Mermaid syntax tutorial

Mermaid User Journey Tutorial

User journey diagrams describe what a user does, how they feel, and which teams or systems participate. They work well for product and UX documentation.

UX research summariesProduct onboardingCustomer support journeys
Syntax

journey

Examples

1 starter pattern

Review

5 production checks

Diagram preview

Rendered Mermaid example

User Journey
Mermaid User Journey example

What You Will Learn

How to recognize when User Journey is the right Mermaid diagram, write the opening declaration, and shape a readable first version.

Best Fit

UX research summaries, Product onboarding, Customer support journeys.

Start Here

Copy the starter example, replace labels with your domain language, then simplify anything that does not help the reader.

Syntax Basics

Start with the diagram declaration, then add the smallest set of labels, relationships, and annotations needed to communicate the idea.

  • Use journey as the diagram declaration.
  • Create sections for journey phases.
  • Score each task to represent user sentiment or satisfaction.
  • Assign actors after each task.

Official Documentation Coverage

The Mermaid documentation for User Journey covers the following syntax areas.
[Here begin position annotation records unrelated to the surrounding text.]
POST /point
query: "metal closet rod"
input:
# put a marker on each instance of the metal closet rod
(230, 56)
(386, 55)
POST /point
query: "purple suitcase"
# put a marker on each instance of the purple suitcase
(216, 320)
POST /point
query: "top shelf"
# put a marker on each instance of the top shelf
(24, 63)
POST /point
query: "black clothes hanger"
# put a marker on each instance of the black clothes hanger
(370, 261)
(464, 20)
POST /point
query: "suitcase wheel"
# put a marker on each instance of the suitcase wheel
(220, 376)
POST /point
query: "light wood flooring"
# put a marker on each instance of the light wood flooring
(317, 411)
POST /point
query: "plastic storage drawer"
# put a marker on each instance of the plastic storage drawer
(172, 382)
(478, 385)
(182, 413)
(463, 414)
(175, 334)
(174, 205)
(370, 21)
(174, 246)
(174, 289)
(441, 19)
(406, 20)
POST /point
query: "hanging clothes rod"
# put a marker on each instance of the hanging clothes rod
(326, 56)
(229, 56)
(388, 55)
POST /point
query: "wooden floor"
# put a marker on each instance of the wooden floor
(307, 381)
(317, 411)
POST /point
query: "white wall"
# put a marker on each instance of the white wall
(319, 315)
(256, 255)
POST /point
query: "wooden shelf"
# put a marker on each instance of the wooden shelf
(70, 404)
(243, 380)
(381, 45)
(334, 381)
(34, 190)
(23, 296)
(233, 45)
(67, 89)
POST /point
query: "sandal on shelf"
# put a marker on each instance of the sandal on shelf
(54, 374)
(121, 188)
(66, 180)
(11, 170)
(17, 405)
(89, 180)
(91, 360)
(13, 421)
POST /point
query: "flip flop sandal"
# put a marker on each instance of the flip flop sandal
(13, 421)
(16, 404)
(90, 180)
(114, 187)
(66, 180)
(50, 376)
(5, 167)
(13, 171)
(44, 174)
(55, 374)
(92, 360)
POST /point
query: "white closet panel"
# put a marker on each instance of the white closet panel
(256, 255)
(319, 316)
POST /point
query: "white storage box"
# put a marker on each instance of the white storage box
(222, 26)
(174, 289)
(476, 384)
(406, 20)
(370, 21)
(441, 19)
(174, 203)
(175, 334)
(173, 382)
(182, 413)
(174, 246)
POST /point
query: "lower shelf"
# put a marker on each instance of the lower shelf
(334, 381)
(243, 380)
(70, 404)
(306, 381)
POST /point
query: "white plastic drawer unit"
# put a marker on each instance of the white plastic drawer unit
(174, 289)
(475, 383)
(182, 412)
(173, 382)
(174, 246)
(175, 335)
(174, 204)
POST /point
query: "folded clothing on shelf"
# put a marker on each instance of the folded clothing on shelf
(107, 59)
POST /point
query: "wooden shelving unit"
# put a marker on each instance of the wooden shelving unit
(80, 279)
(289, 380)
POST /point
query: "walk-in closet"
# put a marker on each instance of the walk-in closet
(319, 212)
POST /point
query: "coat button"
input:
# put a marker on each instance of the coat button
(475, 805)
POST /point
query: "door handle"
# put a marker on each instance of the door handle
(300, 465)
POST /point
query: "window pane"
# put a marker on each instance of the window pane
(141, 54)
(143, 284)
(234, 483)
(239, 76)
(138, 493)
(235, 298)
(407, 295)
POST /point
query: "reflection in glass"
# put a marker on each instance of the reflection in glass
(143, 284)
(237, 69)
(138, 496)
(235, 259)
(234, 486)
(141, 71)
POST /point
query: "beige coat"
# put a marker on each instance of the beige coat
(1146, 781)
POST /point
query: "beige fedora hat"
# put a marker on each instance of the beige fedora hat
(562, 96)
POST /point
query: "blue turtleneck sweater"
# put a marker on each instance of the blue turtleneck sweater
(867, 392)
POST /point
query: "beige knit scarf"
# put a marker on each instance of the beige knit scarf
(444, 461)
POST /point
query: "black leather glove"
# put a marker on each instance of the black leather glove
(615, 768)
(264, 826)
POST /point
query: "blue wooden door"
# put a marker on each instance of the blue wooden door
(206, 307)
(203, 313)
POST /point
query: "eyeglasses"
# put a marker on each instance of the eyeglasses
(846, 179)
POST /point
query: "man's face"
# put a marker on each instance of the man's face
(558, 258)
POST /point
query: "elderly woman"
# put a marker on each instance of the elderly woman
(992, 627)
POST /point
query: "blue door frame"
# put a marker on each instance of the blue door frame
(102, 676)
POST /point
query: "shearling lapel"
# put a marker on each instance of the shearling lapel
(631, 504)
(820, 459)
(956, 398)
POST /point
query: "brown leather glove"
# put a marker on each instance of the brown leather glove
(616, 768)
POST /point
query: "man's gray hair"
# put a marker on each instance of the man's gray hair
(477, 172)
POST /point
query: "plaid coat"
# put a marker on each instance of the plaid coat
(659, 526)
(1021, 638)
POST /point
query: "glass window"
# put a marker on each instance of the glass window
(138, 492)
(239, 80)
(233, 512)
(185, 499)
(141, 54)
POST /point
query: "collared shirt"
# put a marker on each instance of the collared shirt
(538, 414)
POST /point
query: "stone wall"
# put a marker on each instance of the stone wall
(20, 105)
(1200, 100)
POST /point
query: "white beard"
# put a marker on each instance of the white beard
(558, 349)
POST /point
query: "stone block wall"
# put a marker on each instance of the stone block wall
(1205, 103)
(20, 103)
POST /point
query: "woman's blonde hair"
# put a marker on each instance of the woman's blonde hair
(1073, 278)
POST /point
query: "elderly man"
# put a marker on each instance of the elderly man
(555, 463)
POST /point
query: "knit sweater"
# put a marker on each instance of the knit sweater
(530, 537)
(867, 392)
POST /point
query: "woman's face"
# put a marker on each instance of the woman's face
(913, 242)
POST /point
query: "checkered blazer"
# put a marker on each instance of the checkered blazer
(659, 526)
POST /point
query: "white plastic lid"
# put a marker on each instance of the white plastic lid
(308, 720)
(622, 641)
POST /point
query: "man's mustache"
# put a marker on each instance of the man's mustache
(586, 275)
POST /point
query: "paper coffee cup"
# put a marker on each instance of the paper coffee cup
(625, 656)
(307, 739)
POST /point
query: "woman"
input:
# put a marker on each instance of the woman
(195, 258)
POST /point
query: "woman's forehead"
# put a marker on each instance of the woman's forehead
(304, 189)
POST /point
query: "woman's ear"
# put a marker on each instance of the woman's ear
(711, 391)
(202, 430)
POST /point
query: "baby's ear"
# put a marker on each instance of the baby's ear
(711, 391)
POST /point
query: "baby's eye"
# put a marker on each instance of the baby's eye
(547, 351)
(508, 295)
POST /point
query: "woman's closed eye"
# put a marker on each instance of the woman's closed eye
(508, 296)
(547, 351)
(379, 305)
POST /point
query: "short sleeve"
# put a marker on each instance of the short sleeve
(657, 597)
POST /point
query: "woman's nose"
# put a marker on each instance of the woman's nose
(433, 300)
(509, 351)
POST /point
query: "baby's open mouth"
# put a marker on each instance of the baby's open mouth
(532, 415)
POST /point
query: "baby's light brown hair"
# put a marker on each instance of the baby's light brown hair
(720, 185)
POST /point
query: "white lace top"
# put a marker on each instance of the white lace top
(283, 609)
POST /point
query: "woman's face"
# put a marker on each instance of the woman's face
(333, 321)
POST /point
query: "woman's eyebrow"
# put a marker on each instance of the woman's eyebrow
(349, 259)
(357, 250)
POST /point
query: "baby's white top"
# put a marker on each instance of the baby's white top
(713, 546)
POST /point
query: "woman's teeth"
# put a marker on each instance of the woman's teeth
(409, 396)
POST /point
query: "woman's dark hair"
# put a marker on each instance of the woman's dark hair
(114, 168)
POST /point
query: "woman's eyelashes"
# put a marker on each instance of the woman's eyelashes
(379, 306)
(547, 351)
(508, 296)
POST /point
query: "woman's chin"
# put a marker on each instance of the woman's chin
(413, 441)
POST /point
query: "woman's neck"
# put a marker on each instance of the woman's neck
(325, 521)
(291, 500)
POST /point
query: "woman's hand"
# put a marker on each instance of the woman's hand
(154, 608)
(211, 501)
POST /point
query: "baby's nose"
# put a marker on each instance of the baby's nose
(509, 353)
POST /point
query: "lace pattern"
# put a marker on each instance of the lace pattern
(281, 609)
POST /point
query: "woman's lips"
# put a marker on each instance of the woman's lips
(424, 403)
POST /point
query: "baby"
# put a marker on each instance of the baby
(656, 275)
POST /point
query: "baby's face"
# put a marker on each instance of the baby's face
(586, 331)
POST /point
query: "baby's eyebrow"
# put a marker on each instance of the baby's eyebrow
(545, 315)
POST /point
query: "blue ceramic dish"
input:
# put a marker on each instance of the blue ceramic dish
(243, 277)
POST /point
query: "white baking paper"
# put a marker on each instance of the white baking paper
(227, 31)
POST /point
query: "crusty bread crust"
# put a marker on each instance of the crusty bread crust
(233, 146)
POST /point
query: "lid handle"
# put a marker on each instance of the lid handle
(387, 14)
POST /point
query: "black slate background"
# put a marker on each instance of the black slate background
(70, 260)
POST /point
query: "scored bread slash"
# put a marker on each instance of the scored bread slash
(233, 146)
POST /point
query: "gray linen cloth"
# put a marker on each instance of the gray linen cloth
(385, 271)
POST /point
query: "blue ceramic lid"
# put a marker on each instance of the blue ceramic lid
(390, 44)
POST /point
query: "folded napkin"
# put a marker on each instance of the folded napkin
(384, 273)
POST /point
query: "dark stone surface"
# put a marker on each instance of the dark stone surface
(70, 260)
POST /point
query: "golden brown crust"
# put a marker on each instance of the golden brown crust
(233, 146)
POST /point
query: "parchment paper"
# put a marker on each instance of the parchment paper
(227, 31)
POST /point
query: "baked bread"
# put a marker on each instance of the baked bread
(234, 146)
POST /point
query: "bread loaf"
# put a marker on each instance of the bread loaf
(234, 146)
This tutorial condenses those topics into practical guidance for day-to-day documentation.

Journey title

Journey title is part of the official Mermaid User Journey syntax surface. Add it when the starter example needs more precision for production documentation.

Sections

Sections is part of the official Mermaid User Journey syntax surface. Add it when the starter example needs more precision for production documentation.

Tasks

Tasks is part of the official Mermaid User Journey syntax surface. Add it when the starter example needs more precision for production documentation.

Scores

Scores is part of the official Mermaid User Journey syntax surface. Add it when the starter example needs more precision for production documentation.

Actors

Actors is part of the official Mermaid User Journey syntax surface. Add it when the starter example needs more precision for production documentation.

Experience phases

Experience phases is part of the official Mermaid User Journey syntax surface. Add it when the starter example needs more precision for production documentation.

How This Tutorial Uses The Official Docs

Mermaid syntax evolves, so the official page remains the primary reference. This tutorial turns that reference material into an authoring workflow, review checklist, and production guidance.

Start with the official grammar

The official Mermaid User Journey page is the source of truth for syntax changes. Use this tutorial to choose the right authoring pattern, then confirm exact keywords and edge cases in the official reference.

Prioritize the core sections

For the first pass, focus on Journey title, Sections, Tasks, Scores. These sections usually explain the minimum structure required for a valid User Journey.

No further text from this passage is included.